6:30 PM - 8:30 PM Thursday, November 7, 2019

Location:
Main Library
449 Broadway
Lecture Hall
Cambridge

Event image for "The Pleasures of Age": Old Women and Political Power in the U.S. Woman Suffrage Movement

Presented by Professor Corinne T. Field, Department of Women, Gender & Sexuality, University of Virginia in collaboration with the Cambridge Women's Commission as part of Cambridge's 19th Amendment Event Series

On the occasion of her seventieth birthday in 1885, suffragist Elizabeth Cady Stanton delivered a speech on "The Pleasures of Age" in which she declared that "fifty not fifteen is the heyday of woman's life."  Sojourner Truth, touring the country in the 1870s, turned her embodied performance of old age into a political claim for financial reparations owed formerly enslaved people.  By the 1890s, white suffragists hailed Susan B. Anthony as the "grand old woman of America" and compared her favorably to presidents Lincoln and Washington.  In this talk, Professor Corinne will explain why woman suffragists in the nineteenth century demanded respect and security for older women as an essential dimension of political empowerment and why these hopes remain largely unrealized over a century later.

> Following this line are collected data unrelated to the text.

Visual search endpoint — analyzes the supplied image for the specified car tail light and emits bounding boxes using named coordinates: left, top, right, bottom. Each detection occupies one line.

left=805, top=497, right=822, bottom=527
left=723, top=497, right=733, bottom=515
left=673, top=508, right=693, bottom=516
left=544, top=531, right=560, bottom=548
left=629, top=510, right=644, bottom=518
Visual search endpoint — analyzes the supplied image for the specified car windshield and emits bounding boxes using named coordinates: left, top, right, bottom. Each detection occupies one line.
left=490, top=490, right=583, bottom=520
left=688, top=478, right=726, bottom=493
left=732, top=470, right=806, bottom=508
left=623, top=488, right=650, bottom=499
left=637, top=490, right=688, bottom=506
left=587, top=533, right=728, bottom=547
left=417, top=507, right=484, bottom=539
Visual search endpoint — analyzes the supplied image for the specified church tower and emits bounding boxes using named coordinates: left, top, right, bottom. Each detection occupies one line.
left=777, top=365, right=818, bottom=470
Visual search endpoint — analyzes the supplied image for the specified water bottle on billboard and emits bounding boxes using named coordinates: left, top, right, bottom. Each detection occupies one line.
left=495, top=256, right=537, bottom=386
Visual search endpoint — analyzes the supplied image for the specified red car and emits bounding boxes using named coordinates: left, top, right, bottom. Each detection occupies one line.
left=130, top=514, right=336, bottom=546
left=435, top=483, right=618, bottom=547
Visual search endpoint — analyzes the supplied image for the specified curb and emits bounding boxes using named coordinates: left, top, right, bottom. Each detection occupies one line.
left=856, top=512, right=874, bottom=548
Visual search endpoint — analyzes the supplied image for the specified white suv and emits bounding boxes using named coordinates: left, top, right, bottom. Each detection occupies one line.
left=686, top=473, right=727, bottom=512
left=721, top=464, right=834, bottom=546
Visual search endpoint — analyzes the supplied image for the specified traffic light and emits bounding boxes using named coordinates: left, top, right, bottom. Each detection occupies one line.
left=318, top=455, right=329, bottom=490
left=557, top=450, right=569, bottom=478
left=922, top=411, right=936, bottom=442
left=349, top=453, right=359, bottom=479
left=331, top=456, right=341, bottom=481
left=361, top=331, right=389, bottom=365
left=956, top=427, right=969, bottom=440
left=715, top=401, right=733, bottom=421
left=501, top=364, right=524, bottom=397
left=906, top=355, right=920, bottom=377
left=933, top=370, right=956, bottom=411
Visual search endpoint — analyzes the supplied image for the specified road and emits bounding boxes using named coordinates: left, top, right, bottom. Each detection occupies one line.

Corinne Field is an Associate Professor of Women, Gender & Sexuality at the University of Virginia.  She is currently completing a monograph entitled Grand Old Women and Modern Girls: Age, Race, and Power in the US Women's Rights Movement, 1870 to 1920 and co-editing with LaKisha Simmons an interdisciplinary anthology on the global history of black girlhood.  She is the author of The Struggle for Equal Adulthood: Gender, Race, Age, and the Fight for Citizenship in Antebellum America and co-editor with Nicholas Syrett of Age in America: Colonial Era to the Present.  In 2018-2019, she was the Mellon-Schlesinger Fellow at the Radcliffe Institute for Advanced Study, Harvard University.